Encountering the glory (part 2)


If someone walked into my church on a Sunday morning and told me he or she was there to “manifest the glory of God,” I admit I might be inclined pretty quickly to provide a list of other churches in the community they could attend.

However, the fact is that Paul does make this very clear statement: “And we all, with unveiled face, beholding the glory of the Lord, are being transformed into the same image from one degree of glory to another. For this comes from the Lord who is the Spirit” (2 Corinthians 3:18).

Paul is alluding to the experience of Moses, who had to veil his face when coming from the Lord’s presence because he did not want people gazing on the light. But now the situation is different. Our faces are unashamedly unveiled. There is no need to hide the evidence of God’s presence.

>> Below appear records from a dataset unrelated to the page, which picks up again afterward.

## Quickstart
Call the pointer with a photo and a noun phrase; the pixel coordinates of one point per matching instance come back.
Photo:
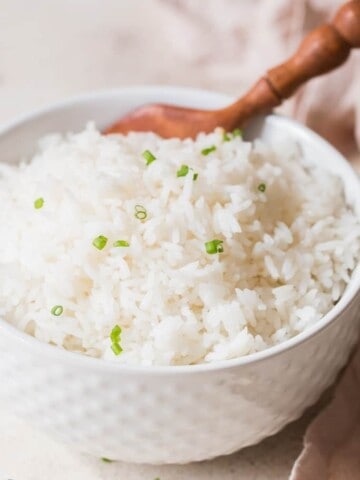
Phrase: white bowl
(172, 414)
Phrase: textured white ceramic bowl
(171, 414)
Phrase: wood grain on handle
(323, 49)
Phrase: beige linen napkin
(332, 442)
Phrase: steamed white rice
(288, 251)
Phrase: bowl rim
(351, 294)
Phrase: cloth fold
(332, 441)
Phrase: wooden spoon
(322, 50)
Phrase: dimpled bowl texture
(171, 414)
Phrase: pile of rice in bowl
(169, 252)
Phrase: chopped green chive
(115, 337)
(214, 246)
(206, 151)
(57, 310)
(149, 157)
(183, 171)
(121, 243)
(237, 132)
(39, 203)
(115, 334)
(100, 242)
(226, 137)
(140, 212)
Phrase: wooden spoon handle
(322, 50)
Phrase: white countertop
(49, 50)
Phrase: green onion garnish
(214, 246)
(226, 137)
(149, 157)
(57, 310)
(183, 171)
(115, 337)
(121, 243)
(237, 132)
(115, 334)
(39, 203)
(100, 242)
(206, 151)
(140, 212)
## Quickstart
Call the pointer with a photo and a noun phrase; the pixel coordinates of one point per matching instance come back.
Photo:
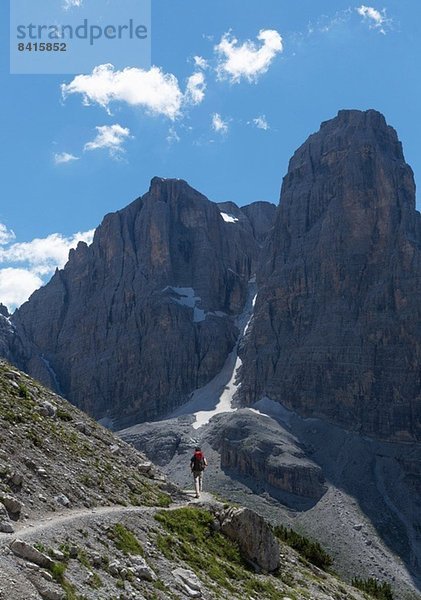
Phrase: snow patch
(217, 396)
(229, 218)
(7, 322)
(53, 375)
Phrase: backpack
(198, 462)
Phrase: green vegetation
(125, 540)
(309, 549)
(95, 582)
(57, 571)
(40, 547)
(383, 591)
(64, 415)
(24, 392)
(191, 538)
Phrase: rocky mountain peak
(340, 283)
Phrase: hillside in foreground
(84, 516)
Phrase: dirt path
(51, 520)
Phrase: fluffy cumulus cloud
(63, 158)
(218, 124)
(195, 90)
(376, 19)
(27, 265)
(109, 137)
(67, 4)
(261, 123)
(6, 235)
(16, 285)
(200, 62)
(153, 90)
(248, 60)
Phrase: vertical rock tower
(337, 325)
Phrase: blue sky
(268, 73)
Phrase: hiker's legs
(197, 483)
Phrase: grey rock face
(336, 330)
(262, 217)
(257, 446)
(255, 539)
(143, 316)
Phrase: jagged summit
(336, 326)
(144, 315)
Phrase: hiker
(198, 463)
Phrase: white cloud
(200, 62)
(196, 86)
(172, 136)
(64, 157)
(28, 265)
(377, 19)
(6, 235)
(247, 60)
(153, 90)
(111, 137)
(67, 4)
(16, 285)
(218, 124)
(44, 255)
(261, 123)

On the contrary, we are to advertise it! But how we do this is not through an outward light show. Instead, the glory of God shines through lives that look like Jesus.

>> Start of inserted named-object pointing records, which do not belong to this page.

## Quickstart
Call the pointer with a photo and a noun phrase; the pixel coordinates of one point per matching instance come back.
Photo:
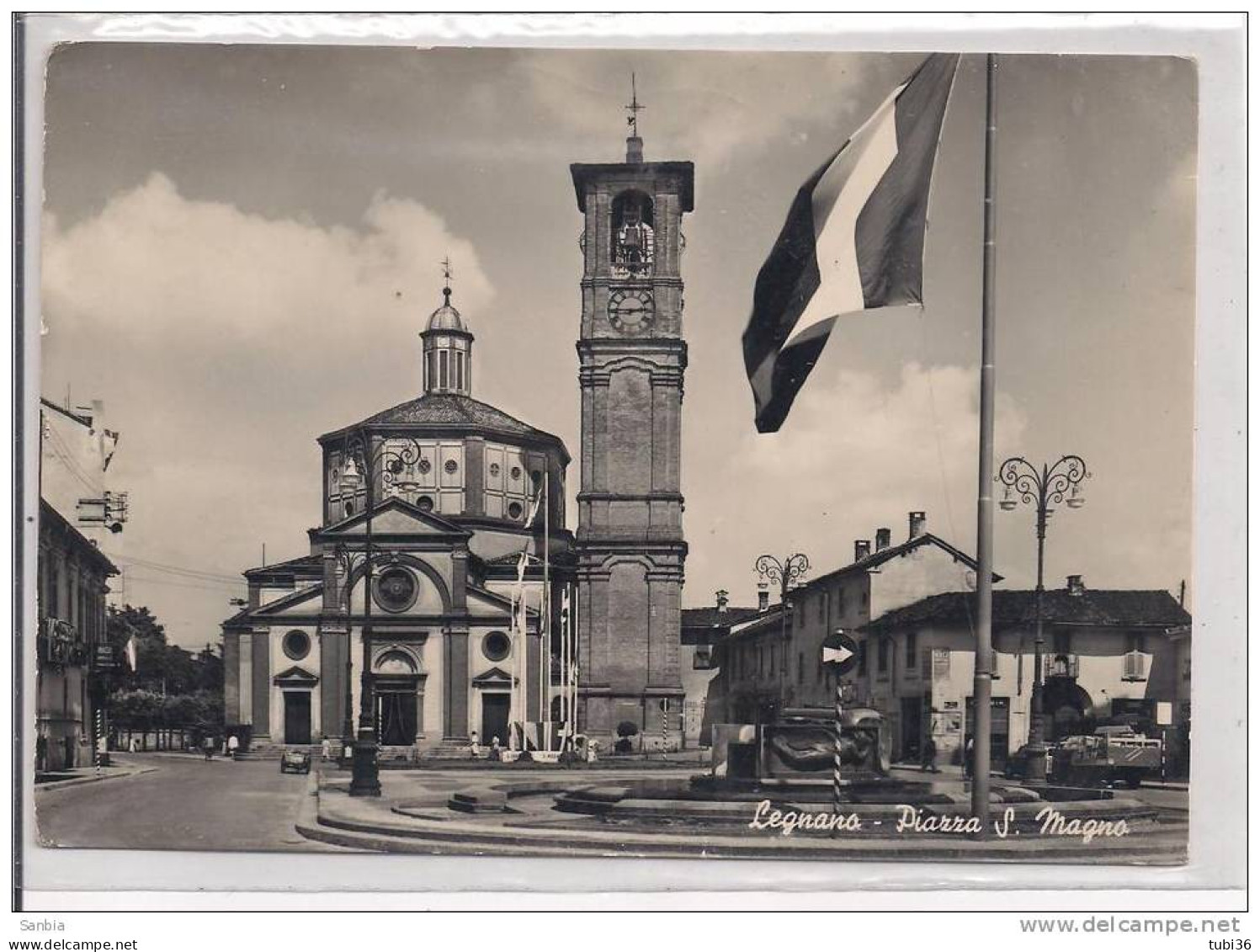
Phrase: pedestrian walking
(928, 757)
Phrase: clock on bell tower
(631, 359)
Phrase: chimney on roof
(917, 524)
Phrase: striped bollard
(839, 655)
(839, 747)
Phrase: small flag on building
(853, 239)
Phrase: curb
(91, 779)
(316, 824)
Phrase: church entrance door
(298, 716)
(494, 716)
(396, 716)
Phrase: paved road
(184, 804)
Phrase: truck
(1108, 757)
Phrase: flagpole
(983, 688)
(545, 619)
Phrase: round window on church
(496, 646)
(396, 589)
(298, 645)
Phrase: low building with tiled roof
(1110, 655)
(775, 662)
(702, 629)
(449, 494)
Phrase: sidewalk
(412, 817)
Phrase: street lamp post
(785, 573)
(1041, 487)
(359, 465)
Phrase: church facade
(453, 485)
(441, 489)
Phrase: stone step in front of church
(448, 751)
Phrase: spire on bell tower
(634, 144)
(448, 343)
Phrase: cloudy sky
(242, 243)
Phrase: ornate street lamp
(785, 574)
(1051, 485)
(359, 467)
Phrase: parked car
(295, 761)
(1112, 756)
(1017, 764)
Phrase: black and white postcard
(616, 454)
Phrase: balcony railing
(1062, 667)
(60, 642)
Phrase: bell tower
(631, 359)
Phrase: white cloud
(704, 107)
(154, 264)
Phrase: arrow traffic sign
(841, 652)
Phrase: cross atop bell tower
(634, 144)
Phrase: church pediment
(294, 604)
(494, 678)
(393, 517)
(295, 678)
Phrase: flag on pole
(534, 507)
(853, 239)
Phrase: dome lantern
(448, 347)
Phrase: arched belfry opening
(634, 237)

Why am I so certain about this? Precisely because of Paul’s statement. He says plainly that the glory of God is manifest in our transformation as men and women into the likeness of Christ. It is not beyond God’s ability to perform supernatural signs, but the glory is not in the signs. That is why it I have such a hard time when people report findings of glory clouds, gold dust, angel feathers (?) and the like, and then see in these supernatural signs the true manifestation of the glory of God. When we begin to look like Jesus in our lives, that is when the glory comes.

Three things are important about this transformation.

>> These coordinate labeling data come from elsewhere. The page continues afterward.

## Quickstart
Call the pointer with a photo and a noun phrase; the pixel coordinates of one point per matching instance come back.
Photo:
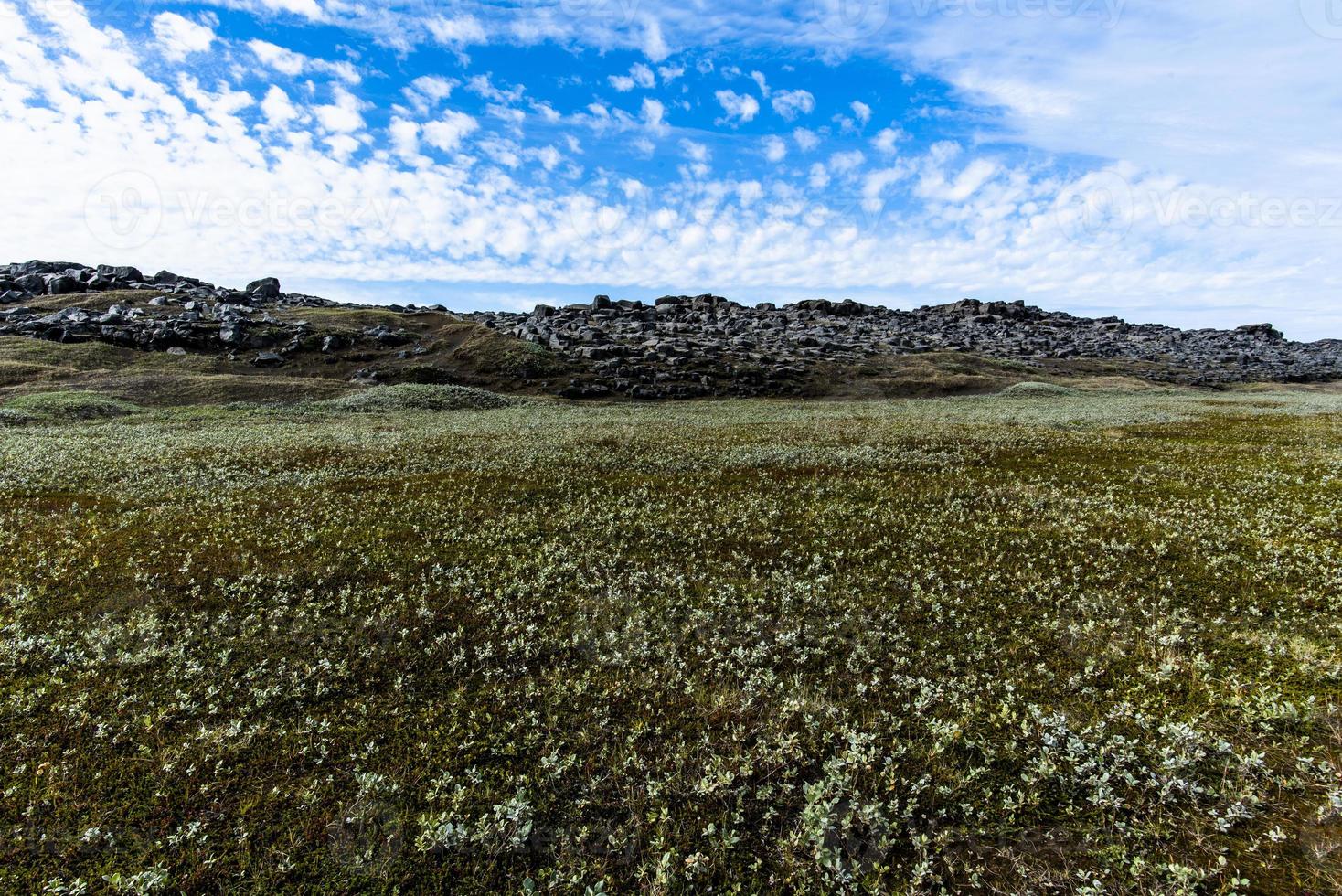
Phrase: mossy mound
(419, 397)
(65, 407)
(1038, 390)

First, unlike with Moses, it is for all of us. It is the plan and purpose of God for every Christian to encounter the presence of the Lord, and to be changed by it.

Second, it is passive. We do not and cannot transform ourselves. We are being transformed by him. Our part is to yield, to give him permission, to submit, to let him have his way. Only he can bring the change.

Third, it is progressive. This is expressed by the way the Greek phrases it, which means: “we are in the process of being continually transformed.” Manifesting God’s glory in our lives is not a dramatic event. It is not a road to Damascus moment. Paul was converted on the road to Damascus, but was still, many years later, in his own words, “being transformed.” Transformation is a process that lasts our whole lives.

At Pentecost, the temple of God fell out of heaven to earth. The same Holy Spirit who came at Pentecost is at work in your life and mine today. His job is to make us look like Jesus. He transforms our moral and spiritual appearance so that it becomes like his. And as that happens, the glory begins to appear.

Paul wrote a short commentary on the same subject elsewhere. It begins with the words: “If I speak in the tongues of men and of angels,” and it ends with these: “the greatest of these is love.”

Signs may come and go, but as Elijah found out, the glory of God did not reach its highest form in them (see my post, “The thin silence of God,” published May 23/16).

To bear God’s image and to show his glory is our highest destiny and our greatest call.